Der Zukunftspakt der Vereinten Nationen soll dazu beitragen, die Durchführung eines sozialistischen Experiments im globalen Maßstab zu beschleunigen.
Gleich drei Vertragswerke sollen beim Zukunftsgipfel der Vereinten Nationen am 22. und 23. September in New York von den Mitgliedstaaten verabschiedet werden: der Pakt für die Zukunft, der Globale Digitale Pakt und die Erklärung über künftige Generationen.

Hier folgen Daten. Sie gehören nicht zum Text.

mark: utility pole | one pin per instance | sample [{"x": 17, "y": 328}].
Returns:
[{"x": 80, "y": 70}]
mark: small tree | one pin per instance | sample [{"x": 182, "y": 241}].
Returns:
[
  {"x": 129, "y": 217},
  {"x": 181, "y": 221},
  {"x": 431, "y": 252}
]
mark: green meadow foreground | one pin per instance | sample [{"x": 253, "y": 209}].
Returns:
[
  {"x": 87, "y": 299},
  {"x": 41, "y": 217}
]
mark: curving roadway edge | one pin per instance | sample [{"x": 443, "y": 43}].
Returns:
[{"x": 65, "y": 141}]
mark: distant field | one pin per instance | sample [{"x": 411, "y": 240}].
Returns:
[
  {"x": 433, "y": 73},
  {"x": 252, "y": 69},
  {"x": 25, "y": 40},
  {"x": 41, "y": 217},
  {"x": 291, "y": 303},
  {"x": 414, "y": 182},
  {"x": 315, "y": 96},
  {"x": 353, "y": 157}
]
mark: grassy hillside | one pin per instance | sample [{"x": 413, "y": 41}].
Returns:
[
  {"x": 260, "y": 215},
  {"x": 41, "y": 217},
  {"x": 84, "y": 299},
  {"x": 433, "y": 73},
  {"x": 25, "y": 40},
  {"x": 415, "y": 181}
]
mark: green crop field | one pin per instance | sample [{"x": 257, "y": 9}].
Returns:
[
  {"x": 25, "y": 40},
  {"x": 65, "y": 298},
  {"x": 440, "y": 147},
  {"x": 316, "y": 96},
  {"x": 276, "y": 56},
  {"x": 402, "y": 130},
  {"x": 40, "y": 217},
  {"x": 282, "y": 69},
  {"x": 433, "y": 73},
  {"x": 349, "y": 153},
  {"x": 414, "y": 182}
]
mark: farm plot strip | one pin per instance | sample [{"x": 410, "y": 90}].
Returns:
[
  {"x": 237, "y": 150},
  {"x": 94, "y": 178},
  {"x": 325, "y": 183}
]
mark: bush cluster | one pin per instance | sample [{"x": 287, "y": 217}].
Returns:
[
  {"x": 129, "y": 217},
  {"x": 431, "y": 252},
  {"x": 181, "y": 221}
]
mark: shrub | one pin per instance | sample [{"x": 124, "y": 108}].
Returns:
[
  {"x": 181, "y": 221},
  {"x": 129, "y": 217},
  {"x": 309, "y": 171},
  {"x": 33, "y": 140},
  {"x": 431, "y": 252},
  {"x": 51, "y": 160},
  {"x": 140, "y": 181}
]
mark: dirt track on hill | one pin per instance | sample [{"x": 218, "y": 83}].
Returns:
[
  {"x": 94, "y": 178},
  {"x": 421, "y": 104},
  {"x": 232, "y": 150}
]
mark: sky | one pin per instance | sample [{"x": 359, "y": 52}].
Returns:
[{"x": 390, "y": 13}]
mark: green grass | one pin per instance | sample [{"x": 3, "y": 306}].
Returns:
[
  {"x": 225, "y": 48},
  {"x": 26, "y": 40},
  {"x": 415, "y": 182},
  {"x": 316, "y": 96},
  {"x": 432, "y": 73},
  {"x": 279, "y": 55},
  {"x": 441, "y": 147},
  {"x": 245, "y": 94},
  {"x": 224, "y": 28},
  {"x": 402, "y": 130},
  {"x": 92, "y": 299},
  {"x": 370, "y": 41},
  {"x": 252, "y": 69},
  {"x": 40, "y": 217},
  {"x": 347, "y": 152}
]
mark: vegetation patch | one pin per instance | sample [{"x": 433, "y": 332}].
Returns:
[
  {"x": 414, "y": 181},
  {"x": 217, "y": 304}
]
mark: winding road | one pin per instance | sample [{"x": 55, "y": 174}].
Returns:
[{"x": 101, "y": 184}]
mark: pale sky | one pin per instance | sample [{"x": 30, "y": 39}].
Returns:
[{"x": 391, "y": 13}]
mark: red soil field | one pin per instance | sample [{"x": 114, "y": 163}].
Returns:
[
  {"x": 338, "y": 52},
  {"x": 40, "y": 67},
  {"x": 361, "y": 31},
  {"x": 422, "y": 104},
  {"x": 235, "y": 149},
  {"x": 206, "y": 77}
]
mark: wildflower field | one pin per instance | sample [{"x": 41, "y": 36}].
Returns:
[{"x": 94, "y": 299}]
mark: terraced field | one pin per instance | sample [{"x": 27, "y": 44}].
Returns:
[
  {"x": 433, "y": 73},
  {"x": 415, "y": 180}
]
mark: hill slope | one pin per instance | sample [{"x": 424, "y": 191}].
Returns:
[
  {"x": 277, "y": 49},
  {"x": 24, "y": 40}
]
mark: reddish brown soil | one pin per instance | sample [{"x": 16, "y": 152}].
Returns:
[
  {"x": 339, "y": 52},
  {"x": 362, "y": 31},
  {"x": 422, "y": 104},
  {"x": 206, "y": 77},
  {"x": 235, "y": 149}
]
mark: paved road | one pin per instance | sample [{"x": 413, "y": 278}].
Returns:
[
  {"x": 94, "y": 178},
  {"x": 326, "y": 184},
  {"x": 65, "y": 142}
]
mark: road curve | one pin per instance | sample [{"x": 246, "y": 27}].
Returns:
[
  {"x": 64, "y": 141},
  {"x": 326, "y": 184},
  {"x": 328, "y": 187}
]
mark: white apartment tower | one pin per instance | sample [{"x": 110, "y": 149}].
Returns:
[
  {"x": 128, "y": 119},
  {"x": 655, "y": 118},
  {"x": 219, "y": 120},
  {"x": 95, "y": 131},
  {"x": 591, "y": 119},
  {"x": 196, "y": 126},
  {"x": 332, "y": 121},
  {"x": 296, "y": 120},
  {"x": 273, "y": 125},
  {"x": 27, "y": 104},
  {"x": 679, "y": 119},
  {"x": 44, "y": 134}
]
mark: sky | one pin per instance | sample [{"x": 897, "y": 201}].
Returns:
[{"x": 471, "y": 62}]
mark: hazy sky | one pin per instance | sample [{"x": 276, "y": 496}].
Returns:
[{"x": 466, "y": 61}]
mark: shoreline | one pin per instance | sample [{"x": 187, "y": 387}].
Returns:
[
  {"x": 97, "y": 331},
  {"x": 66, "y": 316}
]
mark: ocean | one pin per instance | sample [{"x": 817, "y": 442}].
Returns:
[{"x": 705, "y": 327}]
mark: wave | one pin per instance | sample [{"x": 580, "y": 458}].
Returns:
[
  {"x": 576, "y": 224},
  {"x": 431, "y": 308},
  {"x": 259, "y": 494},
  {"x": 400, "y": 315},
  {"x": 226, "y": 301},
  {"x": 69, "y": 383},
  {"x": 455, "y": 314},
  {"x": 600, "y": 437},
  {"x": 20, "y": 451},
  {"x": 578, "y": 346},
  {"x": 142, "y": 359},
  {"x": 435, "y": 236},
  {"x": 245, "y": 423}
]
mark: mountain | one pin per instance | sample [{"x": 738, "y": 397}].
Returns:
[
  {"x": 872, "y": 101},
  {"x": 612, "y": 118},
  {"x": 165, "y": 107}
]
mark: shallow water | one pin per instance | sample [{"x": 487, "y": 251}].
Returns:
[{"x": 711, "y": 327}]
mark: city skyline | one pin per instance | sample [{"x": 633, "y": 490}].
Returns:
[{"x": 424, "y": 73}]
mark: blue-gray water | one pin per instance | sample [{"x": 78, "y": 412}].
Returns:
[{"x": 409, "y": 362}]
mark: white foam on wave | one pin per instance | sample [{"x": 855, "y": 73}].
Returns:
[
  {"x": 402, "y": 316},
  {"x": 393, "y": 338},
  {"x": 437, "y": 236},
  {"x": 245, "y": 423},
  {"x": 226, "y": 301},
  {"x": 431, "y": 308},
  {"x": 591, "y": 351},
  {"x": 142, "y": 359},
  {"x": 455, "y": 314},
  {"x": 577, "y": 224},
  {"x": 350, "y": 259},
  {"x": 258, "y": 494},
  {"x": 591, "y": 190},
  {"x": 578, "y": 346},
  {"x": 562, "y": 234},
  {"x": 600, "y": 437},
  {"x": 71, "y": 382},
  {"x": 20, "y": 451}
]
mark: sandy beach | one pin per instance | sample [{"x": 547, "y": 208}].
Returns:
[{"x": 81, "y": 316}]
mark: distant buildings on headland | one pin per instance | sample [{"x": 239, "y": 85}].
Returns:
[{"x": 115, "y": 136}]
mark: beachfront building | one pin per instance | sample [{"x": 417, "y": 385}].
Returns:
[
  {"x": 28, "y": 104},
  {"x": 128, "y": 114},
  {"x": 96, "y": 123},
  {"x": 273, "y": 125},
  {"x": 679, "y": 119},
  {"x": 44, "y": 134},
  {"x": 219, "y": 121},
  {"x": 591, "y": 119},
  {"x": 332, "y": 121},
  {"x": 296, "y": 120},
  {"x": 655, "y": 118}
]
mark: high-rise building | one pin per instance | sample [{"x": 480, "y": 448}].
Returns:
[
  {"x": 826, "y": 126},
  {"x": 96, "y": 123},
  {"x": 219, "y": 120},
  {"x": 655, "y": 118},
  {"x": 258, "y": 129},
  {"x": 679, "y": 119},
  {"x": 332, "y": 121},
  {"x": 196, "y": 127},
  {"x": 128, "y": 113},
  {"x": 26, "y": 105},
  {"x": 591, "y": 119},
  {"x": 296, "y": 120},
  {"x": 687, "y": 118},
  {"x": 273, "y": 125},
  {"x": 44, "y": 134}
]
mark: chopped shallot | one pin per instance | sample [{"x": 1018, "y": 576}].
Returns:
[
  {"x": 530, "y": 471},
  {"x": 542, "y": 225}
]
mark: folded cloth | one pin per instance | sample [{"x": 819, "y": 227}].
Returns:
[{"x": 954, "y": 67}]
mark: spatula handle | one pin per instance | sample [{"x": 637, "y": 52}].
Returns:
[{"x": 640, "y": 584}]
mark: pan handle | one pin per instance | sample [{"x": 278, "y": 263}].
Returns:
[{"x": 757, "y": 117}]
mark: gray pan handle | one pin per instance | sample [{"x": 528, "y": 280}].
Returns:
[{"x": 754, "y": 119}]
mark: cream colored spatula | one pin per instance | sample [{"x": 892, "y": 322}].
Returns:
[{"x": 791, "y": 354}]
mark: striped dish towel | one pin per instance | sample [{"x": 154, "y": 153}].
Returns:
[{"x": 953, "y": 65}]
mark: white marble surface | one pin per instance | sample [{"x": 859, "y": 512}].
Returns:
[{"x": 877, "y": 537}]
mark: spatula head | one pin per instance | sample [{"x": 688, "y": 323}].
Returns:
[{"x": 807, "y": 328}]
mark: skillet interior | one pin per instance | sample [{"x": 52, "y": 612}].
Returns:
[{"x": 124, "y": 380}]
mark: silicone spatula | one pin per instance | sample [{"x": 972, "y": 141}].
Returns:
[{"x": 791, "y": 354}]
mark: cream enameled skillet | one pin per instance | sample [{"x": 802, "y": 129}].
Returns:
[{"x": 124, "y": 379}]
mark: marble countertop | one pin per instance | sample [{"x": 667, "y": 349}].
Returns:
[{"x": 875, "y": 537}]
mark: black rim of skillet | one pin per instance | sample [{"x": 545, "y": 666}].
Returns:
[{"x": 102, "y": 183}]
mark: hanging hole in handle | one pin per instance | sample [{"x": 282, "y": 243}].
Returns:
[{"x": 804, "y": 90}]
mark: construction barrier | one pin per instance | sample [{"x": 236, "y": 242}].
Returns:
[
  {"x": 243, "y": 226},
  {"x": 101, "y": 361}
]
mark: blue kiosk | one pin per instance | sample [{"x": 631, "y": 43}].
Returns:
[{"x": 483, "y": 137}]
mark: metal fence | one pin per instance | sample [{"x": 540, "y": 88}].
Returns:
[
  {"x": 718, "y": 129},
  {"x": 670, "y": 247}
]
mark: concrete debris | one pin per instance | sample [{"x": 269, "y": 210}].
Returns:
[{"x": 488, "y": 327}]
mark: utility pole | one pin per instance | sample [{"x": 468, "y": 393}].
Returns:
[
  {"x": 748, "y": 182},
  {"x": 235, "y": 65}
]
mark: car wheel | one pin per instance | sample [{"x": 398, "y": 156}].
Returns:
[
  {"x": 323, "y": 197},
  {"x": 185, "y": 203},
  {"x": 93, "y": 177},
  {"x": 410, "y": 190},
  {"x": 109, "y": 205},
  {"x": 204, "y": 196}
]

Am vergangenen Donnerstag, dem 12. September, gab es nun eine digitale globale Konferenz im Vorfeld des Zukunftsgipfels, um Erwartungen an den Pakt und den Gipfel zu diskutieren. Gastgeber dieser virtuellen Live-Veranstaltung waren der Präsident der Republik Namibia und Bundeskanzler Olaf Scholz, da Deutschland und Namibia gemeinsam die Konferenz und den Zukunftspakt vorbereiten (achgut berichtete).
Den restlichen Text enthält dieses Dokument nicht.